To my knowledge, there is not a large cache of stories told in my extended family: my younger brother parents and I live in North Carolina while the rest of our family lives between Maryland, Wisconsin, Montana and California. We do not get to see them very often, and as a result are simply not close with much family other than ourselves. Thus, my brother and I have few stories to tell about the wild things our grandparents and beyond have supposedly done. We do have one developing character, however: our dad.
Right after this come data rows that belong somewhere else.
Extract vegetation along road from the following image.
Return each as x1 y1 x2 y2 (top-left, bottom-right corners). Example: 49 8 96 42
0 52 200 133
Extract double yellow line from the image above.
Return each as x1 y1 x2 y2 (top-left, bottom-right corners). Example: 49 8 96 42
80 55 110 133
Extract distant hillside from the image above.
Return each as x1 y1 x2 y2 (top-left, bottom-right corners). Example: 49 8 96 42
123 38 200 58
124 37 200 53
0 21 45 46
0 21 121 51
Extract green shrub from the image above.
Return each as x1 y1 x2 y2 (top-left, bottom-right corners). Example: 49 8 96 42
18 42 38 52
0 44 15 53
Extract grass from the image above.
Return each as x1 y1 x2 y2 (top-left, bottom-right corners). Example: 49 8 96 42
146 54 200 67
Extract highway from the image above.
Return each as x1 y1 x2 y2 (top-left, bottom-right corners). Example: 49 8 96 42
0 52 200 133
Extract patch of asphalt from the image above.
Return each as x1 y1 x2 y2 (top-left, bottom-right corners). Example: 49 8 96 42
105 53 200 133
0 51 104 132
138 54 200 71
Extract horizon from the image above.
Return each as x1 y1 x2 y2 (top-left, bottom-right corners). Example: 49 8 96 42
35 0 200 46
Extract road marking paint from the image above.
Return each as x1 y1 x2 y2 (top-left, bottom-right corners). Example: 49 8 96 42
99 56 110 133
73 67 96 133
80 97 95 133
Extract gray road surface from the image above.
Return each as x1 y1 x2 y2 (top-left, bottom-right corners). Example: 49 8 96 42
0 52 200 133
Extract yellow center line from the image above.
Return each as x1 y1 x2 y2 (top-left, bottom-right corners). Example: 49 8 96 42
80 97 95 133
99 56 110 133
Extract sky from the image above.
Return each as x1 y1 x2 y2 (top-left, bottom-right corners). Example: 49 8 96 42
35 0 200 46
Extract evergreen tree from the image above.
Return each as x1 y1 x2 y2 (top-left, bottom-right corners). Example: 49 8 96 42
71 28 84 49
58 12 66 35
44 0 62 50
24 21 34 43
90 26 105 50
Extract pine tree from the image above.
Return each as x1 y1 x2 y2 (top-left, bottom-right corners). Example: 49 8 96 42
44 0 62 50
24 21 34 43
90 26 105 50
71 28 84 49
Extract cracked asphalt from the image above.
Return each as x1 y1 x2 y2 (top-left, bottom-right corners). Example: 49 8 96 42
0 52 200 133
Our dad has lived quite an exciting life. He grew up poor in rural Maryland and at a young age decided he would make something of himself and get out. He was the first in his family to go to college, went on to dental school and eventually joined the Air Force to travel and get away. Those are the basic, affirmed facts my brother and I have gathered over the years. Funny thing is, our dad rarely ever tells us stories about the craziness he has encountered; they only come bursting out in a torrent of animated narrative when company is over. His friends, our friends, if anybody besides the four of us are sitting around, he will tell us a story we have never heard before. His stories are usually near death experiences, funny run-ins with locals in a foreign country he lived in or drunken shenanigans he and our mom got into in the military. These stories, almost hyperbolic, though we know they are true, help sharpen the blurry image of our dad’s ante-children life.
He has a story about his fishing boat getting frozen in the Alaskan Yukon River and almost freezing to death. He has another about it flipping in the same river and nearly drowning. Stories about bear hunting and being caught with an angry black bear charging at him; getting dooped into going out with a psychotic guide in Utah who had no idea what he was doing and nearly shot the entire group; leaving his Jeep with some locals on the banks of a river in the Philippians only to come back to it stripped completely to its frame; he and our mom drunk driving from police in Turkey; drinking with some random Frenchmen in a bar in Germany to be later invited back to their castle to stay for weeks. The stories go on and on and are unrelentingly detailed. They are equally unbelievable. My brother and I know they are true, though, because our dad is a truly modest soul. We look to our mom for confirmation, and she just looks and shrugs as if she’s astonished they have made it out of these situations alive.
I cannot figure out why these stories only come out in the presence of company. These people never ask for stories, and neither do my brother and I. We never ask to hear any when it is just us four either, I’m not sure why. It’s just something our family does.